Un veloce sviluppo che non è esente da rischi e conseguenze negative se non viene governato tenendo presente la centralità dell’essere umano. È quello che caratterizza l’intelligenza artificiale, un ambito tecnologico cruciale nella società di oggi, per il quale il Papa chiede preghiere ai fedeli di tutto il mondo. Nel video con l’intenzione che affida alla Chiesa per questo mese di novembre, Francesco constata, parlando in spagnolo, come l’intelligenza artificiale sia «alla base del cambiamento di epoca che stiamo vivendo». E prosegue: «La robotica può rendere possibile un mondo migliore se è unita al bene comune. Perché se il progresso tecnologico aumenta le disuguaglianze non è un progresso reale». Il Pontefice indica quindi la strada da percorrere ricordando che «i progressi futuri devono essere orientati al rispetto della dignità della persona e del Creato». Da qui l’invocazione che non si perda di vista l’umanità. «Preghiamo affinché il progresso della robotica e dell’intelligenza artificiale sia sempre al servizio dell’essere umano» — esorta Francesco — o per meglio dire «sia umano».

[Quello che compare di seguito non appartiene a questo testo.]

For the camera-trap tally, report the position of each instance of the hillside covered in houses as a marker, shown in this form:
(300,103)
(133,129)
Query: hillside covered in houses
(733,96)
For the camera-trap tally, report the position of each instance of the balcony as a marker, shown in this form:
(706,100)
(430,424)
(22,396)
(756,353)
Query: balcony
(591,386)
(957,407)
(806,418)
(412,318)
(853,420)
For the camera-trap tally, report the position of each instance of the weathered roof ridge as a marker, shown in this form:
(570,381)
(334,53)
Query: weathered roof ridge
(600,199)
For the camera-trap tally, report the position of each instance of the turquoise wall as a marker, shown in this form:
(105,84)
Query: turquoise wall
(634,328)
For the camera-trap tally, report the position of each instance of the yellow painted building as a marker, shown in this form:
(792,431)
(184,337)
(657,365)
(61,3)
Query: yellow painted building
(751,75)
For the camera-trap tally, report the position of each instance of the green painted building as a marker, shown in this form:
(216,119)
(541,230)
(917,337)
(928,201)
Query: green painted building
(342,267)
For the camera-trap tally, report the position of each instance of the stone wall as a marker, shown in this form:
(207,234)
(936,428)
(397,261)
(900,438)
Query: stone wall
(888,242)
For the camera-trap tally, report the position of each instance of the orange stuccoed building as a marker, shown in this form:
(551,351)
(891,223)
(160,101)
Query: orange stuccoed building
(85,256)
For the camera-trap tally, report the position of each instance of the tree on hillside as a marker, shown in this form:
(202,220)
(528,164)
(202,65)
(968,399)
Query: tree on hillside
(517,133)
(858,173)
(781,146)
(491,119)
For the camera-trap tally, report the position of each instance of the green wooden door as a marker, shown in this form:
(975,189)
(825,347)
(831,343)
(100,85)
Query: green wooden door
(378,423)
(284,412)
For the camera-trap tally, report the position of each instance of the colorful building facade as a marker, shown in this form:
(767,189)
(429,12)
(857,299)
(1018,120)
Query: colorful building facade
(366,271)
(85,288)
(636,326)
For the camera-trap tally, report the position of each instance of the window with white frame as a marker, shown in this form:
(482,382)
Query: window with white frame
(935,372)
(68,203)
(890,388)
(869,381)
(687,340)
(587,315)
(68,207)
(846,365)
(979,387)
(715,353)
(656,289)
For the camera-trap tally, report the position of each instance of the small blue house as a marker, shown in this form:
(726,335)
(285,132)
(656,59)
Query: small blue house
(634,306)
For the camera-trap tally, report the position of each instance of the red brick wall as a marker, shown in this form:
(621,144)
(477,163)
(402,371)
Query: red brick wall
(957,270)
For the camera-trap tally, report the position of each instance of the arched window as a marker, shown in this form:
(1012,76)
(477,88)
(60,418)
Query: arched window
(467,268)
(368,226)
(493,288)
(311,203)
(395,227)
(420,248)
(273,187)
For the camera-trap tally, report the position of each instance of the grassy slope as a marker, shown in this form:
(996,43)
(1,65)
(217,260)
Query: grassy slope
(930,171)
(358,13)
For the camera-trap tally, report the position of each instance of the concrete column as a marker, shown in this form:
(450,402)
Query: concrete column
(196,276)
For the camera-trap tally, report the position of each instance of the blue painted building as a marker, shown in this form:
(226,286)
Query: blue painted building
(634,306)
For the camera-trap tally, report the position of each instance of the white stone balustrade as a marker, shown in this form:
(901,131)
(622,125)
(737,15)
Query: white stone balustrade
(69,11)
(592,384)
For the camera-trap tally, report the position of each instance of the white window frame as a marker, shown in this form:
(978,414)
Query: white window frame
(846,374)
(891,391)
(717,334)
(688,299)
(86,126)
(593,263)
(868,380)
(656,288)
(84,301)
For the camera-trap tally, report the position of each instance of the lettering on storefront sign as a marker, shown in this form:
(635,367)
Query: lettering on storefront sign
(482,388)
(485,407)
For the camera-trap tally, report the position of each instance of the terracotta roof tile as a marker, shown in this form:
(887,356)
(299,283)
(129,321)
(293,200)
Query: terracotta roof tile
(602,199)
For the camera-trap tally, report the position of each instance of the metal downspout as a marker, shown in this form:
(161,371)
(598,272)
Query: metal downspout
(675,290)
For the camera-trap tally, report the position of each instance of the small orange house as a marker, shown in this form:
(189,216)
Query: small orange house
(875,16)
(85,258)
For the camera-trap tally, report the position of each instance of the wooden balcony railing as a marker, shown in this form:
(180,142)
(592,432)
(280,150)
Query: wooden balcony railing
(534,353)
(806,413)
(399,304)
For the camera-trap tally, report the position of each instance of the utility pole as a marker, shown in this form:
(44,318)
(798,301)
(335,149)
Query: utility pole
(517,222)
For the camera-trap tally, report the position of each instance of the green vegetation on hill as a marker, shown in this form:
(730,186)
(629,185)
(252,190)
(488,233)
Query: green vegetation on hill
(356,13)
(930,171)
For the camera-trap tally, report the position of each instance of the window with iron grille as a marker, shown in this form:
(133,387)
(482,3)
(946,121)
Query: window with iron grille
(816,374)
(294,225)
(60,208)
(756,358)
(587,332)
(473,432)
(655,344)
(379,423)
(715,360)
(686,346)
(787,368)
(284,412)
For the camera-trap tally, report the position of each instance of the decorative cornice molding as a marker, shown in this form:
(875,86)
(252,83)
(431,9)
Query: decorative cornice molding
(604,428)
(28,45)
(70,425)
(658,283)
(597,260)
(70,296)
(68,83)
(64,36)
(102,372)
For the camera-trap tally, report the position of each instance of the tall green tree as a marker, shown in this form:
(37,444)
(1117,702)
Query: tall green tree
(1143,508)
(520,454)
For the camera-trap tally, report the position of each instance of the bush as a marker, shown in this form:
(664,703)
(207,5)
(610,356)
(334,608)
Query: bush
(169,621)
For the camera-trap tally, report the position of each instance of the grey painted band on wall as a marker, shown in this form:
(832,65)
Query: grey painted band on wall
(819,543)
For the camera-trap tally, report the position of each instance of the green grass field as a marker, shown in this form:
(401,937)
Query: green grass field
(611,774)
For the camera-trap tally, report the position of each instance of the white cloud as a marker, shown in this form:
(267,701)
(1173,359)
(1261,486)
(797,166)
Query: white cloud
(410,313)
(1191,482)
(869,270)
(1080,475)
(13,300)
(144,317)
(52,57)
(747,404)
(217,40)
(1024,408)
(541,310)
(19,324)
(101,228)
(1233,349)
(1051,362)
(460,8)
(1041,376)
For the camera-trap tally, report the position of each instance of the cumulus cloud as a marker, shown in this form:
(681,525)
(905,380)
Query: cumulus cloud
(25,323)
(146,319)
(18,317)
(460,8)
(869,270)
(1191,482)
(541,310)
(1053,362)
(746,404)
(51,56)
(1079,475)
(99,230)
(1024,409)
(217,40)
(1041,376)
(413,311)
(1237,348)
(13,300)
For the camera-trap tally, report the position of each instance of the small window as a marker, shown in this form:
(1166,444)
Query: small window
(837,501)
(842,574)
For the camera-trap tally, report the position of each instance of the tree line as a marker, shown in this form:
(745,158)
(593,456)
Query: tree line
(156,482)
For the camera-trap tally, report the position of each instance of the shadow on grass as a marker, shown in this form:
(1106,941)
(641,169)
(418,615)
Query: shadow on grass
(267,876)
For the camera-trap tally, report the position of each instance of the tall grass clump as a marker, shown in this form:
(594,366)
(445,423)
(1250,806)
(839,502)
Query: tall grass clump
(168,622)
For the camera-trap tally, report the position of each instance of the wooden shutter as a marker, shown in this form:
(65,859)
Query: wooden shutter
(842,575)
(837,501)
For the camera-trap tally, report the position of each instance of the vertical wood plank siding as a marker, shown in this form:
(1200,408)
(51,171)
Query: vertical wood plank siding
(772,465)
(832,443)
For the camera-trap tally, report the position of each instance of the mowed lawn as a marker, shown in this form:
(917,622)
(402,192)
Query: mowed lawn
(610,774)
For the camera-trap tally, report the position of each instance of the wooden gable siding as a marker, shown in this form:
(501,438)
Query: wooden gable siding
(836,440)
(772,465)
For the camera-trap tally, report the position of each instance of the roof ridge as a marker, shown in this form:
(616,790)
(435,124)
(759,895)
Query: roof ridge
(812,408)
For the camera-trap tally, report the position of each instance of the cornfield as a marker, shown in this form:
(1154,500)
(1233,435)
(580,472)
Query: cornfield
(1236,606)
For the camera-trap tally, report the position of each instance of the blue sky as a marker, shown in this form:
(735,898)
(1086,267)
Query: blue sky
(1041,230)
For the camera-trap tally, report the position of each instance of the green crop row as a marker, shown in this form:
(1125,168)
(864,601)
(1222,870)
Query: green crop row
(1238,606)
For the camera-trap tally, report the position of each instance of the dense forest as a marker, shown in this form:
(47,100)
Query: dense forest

Nel comunicato diffuso dalla Rete mondiale di preghiera del Papa, che promuove mensilmente questa iniziativa, si contestualizzano le parole di Francesco: «Non è una novità — si legge — che negli ultimi anni l’intelligenza artificiale sia progredita a un livello esponenziale, come evidenziano le sue molteplici applicazioni in vari campi della conoscenza»: basti pensare che il 37% delle organizzazioni mondiali l’ha implementata in qualche modo, con un aumento del 270% negli ultimi quattro anni. Essa è in grado di risolvere molte questioni: come ad esempio valutare la capacità di apprendimento degli studenti, aiutare le persone con disabilità a sviluppare strumenti di comunicazione, agevolare la raccolta e la diffusione di informazioni sanitarie per migliorare diagnosi e cure. Anche in ambito ecologico si possono analizzare dati sui cambiamenti climatici per prevedere le catastrofi naturali. Può servire anche per creare città sostenibili, con riduzione delle spese e aumento dell’efficienza energetica.

Le possibilità di usare il progresso per il bene comune sono dunque enormi e le immagini del video del Papa ne mostrano alcune.

«La mutazione delle nostre società trasforma anche il nostro lavoro. Si tratta di cambiamenti rapidi che bisogna accompagnare perché siano per il bene di tutti», osserva il gesuita padre Frédéric Fornos, direttore internazionale della Rete mondiale di preghiera. E in tal senso l’intenzione di Francesco, «rafforza l’idea che il beneficio che l’umanità ha ottenuto, e che continuerà a ottenere, a partire dal progresso tecnologico deve sempre contemplare, in parallelo, uno sviluppo adeguato della responsabilità e dei valori».